In the eyes of some in leadership, tech workers should be apolitical worker drones. Weighing in on politics is for people like David Sacks, Marc Andreesen, Elon Musk.
You are downvoting what is the evidence in front of your eyes. Downvoting the observation does not change the ranking anomaly. If you want trust, you can’t run the front page like this.
You’re being downvoted by bots. HN is rigged and completely compromised. We all need start flagging any non-political content and refuse to discuss anything but ICE. Business cannot continue as normal.
I understand why HN doesn't want to devolve into a political forum—but at it's spirit, HN is supposed to cover topics that "...are of interest to those working in the tech community". The upvotes on a thread like this demonstrates that these are topics that are indeed of interest—so I wish that there was more of an appetite to allow these discussions to play out. Maybe having a limit on the number of posts per day or per week that could make it to the frontpage could give everyone a bit more of what they want.
Personally, the political threads on HN are the ones in which I learn the most by and large. There simply isn't another community on the web that elicits such thought provoking discussion around these types of issues—reddit doesn't even come close. I hope the policy will change in the future; especially during these tumultuous times, but I wouldn't hold my breath.
Most HN members are also well-educated enough to understand the implications of this scenario are more serious than the typical political article. Employment may start being affected, for example. The career decisions you make are already certainly affected if you choose to / choose not toto work somewhere that facilitates this federal agency.
This article is #1 on news.ycombinator.com/active right now. Obviously top of mind for a lot of us right now.
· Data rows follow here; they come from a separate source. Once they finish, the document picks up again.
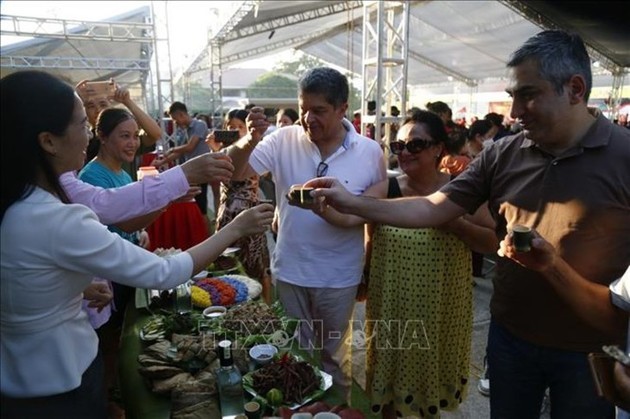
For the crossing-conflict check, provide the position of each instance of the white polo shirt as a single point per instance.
(310, 252)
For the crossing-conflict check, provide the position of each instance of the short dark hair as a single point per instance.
(176, 107)
(235, 113)
(24, 94)
(109, 119)
(559, 56)
(456, 140)
(432, 121)
(325, 81)
(439, 107)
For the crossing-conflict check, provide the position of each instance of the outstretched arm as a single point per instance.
(589, 300)
(412, 212)
(115, 205)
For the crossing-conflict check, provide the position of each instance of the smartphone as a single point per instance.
(99, 88)
(226, 137)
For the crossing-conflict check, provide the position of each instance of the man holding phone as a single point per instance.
(193, 133)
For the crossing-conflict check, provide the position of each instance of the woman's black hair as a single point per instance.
(32, 102)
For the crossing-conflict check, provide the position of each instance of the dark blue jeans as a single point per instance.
(521, 372)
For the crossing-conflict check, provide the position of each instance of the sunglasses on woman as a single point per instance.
(416, 145)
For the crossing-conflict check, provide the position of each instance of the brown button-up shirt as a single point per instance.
(579, 201)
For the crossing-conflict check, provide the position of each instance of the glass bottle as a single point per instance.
(183, 298)
(229, 382)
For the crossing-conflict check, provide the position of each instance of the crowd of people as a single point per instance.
(409, 243)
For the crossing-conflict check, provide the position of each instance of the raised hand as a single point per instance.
(540, 258)
(99, 295)
(208, 168)
(255, 220)
(257, 123)
(334, 193)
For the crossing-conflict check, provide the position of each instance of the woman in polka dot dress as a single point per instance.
(419, 303)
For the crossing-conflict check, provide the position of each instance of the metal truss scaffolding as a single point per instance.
(80, 30)
(385, 58)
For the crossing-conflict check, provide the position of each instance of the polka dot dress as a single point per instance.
(419, 321)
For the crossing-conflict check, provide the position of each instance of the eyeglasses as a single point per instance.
(322, 169)
(416, 145)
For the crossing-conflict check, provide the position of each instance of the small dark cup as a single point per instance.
(302, 195)
(522, 238)
(253, 410)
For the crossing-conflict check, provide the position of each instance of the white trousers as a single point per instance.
(326, 316)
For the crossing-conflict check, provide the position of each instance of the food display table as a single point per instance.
(181, 226)
(141, 403)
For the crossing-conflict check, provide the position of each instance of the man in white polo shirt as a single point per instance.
(318, 261)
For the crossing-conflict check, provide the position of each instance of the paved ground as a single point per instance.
(476, 406)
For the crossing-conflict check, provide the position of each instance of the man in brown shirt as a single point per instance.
(567, 176)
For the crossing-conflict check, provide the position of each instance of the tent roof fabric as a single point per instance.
(470, 39)
(126, 62)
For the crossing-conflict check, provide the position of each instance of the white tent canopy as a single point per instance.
(467, 41)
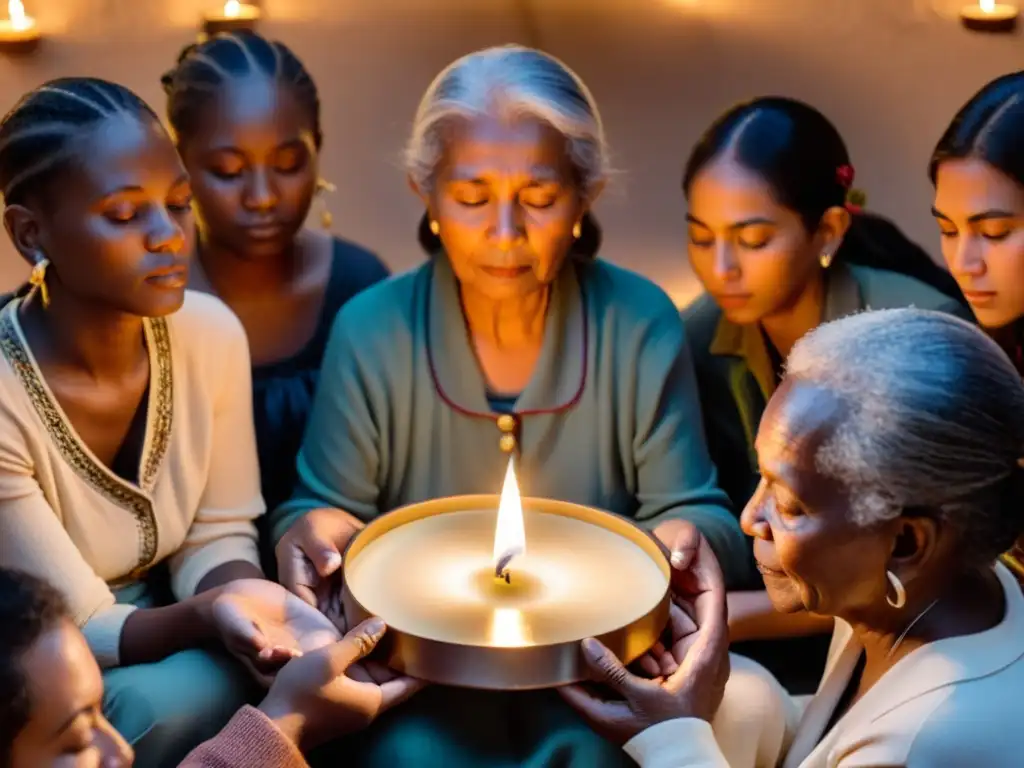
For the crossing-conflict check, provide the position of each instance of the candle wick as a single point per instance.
(501, 569)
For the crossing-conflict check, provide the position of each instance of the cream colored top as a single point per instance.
(951, 702)
(68, 518)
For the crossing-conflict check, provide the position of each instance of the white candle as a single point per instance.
(989, 15)
(434, 579)
(470, 578)
(18, 28)
(235, 15)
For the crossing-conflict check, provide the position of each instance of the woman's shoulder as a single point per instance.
(882, 289)
(384, 308)
(205, 312)
(205, 328)
(360, 265)
(634, 297)
(700, 318)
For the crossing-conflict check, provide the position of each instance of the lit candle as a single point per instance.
(18, 32)
(468, 602)
(989, 15)
(235, 15)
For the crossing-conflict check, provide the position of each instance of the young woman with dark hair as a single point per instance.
(777, 238)
(978, 172)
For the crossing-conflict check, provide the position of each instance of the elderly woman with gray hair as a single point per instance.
(511, 337)
(891, 481)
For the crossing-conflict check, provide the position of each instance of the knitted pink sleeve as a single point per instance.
(249, 740)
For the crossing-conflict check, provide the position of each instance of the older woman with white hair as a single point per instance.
(891, 481)
(511, 337)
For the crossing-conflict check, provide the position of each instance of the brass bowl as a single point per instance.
(486, 668)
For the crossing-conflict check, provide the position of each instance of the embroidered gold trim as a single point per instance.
(164, 403)
(120, 493)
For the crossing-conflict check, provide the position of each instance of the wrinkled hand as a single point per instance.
(264, 626)
(309, 556)
(688, 674)
(316, 697)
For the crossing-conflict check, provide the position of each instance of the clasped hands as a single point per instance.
(682, 677)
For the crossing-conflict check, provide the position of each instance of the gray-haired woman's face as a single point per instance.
(506, 201)
(811, 554)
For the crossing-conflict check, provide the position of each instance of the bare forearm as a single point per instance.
(229, 571)
(752, 616)
(153, 634)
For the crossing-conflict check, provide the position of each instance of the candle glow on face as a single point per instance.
(18, 18)
(510, 534)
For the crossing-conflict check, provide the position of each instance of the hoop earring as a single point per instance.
(324, 186)
(38, 281)
(900, 600)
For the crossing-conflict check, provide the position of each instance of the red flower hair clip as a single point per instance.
(845, 175)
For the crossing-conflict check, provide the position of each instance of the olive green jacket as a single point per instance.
(734, 371)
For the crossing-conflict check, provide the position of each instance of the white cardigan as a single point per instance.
(954, 702)
(68, 518)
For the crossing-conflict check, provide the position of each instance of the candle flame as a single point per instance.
(510, 536)
(508, 629)
(18, 19)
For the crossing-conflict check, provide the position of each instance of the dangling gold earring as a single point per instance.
(324, 186)
(38, 281)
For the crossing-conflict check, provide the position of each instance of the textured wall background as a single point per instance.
(890, 73)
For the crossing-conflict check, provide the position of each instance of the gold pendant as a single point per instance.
(508, 425)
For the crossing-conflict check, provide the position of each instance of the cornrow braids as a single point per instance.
(205, 68)
(38, 135)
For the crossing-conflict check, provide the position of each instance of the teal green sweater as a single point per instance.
(610, 417)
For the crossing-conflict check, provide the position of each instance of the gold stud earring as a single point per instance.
(325, 186)
(38, 280)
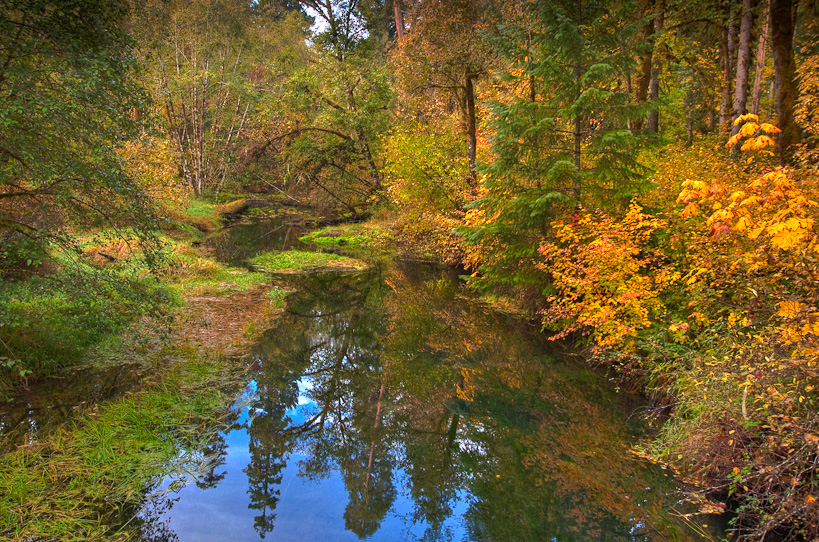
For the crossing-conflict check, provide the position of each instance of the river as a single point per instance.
(392, 404)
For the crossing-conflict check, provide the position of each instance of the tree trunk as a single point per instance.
(654, 84)
(399, 18)
(759, 69)
(785, 71)
(471, 135)
(743, 66)
(644, 80)
(727, 46)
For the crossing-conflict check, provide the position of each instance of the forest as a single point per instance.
(637, 179)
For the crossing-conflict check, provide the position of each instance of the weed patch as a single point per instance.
(293, 261)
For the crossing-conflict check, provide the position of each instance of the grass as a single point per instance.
(277, 297)
(81, 481)
(367, 235)
(296, 260)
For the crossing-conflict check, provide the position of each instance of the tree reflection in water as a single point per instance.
(404, 382)
(429, 406)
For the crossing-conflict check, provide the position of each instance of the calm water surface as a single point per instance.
(389, 405)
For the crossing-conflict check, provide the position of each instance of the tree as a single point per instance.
(566, 144)
(743, 65)
(202, 56)
(68, 100)
(782, 29)
(443, 51)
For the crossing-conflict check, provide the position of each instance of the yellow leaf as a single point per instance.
(789, 309)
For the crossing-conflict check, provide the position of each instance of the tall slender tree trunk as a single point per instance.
(471, 126)
(782, 26)
(654, 84)
(644, 80)
(759, 69)
(743, 66)
(399, 18)
(727, 46)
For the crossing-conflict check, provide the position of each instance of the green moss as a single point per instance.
(352, 236)
(295, 260)
(277, 297)
(201, 209)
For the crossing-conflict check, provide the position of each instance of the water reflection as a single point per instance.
(387, 405)
(268, 228)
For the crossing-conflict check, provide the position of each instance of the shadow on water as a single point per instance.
(387, 405)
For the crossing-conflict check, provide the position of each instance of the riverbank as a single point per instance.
(122, 399)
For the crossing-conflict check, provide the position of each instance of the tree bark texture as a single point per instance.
(759, 69)
(654, 83)
(785, 74)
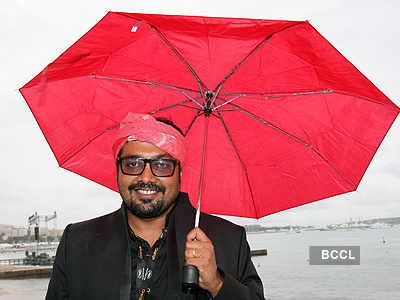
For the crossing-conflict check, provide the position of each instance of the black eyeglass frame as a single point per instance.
(147, 161)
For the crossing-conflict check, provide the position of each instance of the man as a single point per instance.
(138, 252)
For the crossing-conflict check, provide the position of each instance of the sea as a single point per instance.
(287, 274)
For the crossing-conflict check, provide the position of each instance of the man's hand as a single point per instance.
(200, 253)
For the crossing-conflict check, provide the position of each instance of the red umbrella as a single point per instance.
(274, 116)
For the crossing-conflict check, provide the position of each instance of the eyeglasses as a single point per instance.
(135, 166)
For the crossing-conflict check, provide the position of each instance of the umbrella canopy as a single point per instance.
(274, 116)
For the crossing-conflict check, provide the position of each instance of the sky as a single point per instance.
(34, 33)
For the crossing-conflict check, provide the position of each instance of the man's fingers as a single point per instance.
(191, 235)
(198, 234)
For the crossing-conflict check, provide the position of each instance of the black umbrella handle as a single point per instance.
(190, 279)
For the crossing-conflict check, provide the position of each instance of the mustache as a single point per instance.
(141, 185)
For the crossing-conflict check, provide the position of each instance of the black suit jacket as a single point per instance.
(93, 258)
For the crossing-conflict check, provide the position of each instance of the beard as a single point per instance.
(147, 208)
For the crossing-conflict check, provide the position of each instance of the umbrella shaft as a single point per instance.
(203, 159)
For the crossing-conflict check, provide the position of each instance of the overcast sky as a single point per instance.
(34, 33)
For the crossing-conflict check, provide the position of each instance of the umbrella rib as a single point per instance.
(174, 105)
(178, 55)
(143, 82)
(224, 103)
(328, 91)
(260, 45)
(193, 100)
(191, 123)
(297, 140)
(240, 160)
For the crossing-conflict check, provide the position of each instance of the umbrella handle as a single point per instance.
(190, 279)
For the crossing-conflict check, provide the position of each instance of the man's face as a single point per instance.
(147, 196)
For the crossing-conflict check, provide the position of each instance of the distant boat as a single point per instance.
(380, 225)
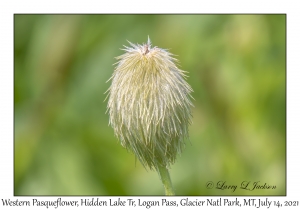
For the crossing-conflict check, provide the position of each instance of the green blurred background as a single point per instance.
(64, 146)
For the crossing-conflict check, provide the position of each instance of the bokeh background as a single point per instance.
(64, 146)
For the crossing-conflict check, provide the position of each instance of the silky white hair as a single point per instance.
(149, 104)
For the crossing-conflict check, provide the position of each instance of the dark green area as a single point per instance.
(64, 146)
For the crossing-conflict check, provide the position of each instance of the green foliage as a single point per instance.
(64, 146)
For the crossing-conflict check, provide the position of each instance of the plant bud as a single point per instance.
(149, 104)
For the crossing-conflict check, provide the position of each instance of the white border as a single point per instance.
(8, 8)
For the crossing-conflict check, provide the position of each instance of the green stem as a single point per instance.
(166, 180)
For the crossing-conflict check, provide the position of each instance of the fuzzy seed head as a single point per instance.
(149, 104)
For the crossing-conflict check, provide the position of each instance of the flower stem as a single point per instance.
(166, 180)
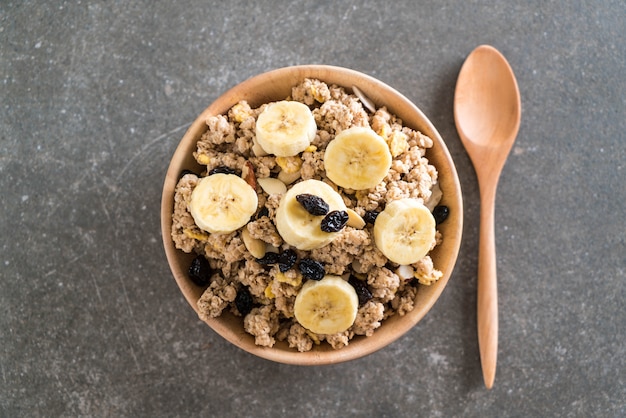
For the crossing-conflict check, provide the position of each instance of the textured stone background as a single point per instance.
(94, 98)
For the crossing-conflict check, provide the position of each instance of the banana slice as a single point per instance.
(327, 306)
(285, 128)
(222, 203)
(358, 158)
(297, 226)
(404, 231)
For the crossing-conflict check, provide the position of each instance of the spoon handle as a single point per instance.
(487, 299)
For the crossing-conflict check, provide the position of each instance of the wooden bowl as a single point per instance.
(276, 85)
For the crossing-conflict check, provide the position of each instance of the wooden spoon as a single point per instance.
(487, 112)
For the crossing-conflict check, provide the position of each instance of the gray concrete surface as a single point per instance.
(94, 98)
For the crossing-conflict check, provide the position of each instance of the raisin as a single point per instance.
(263, 212)
(311, 269)
(200, 271)
(222, 170)
(362, 291)
(268, 258)
(286, 260)
(185, 172)
(244, 301)
(315, 205)
(440, 213)
(334, 221)
(370, 216)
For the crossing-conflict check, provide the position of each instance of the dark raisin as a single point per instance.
(362, 291)
(315, 205)
(286, 260)
(268, 258)
(334, 221)
(185, 172)
(370, 216)
(440, 213)
(222, 170)
(244, 301)
(263, 212)
(200, 271)
(311, 269)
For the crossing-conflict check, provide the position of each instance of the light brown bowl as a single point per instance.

Pretty hard to find it without the /active, though.
I think this is an open question still and very interesting. Ilya discussed this on the Dwarkesh podcast. But the capabilities of LLMs is clearly exponential and perhaps super exponential. We went from something that could string together incoherent text in 2022 to general models helping people like Terrance Tao and Scott Aaronson write new research papers. LLMs also beat IMO and the ICPC. We have entered the John Henry era for intellectual tasks...
Very spurious claims, given that there was no effort made to check whether the IMO or ICPC problems were in the training set or not, or to quantify how far problems in the training set were from the contest problems. IMO problems are supposed to be unique, but since it's not at the frontier of math research, there is no guarantee that the same problem, or something very similar, was not solved in some obscure manual.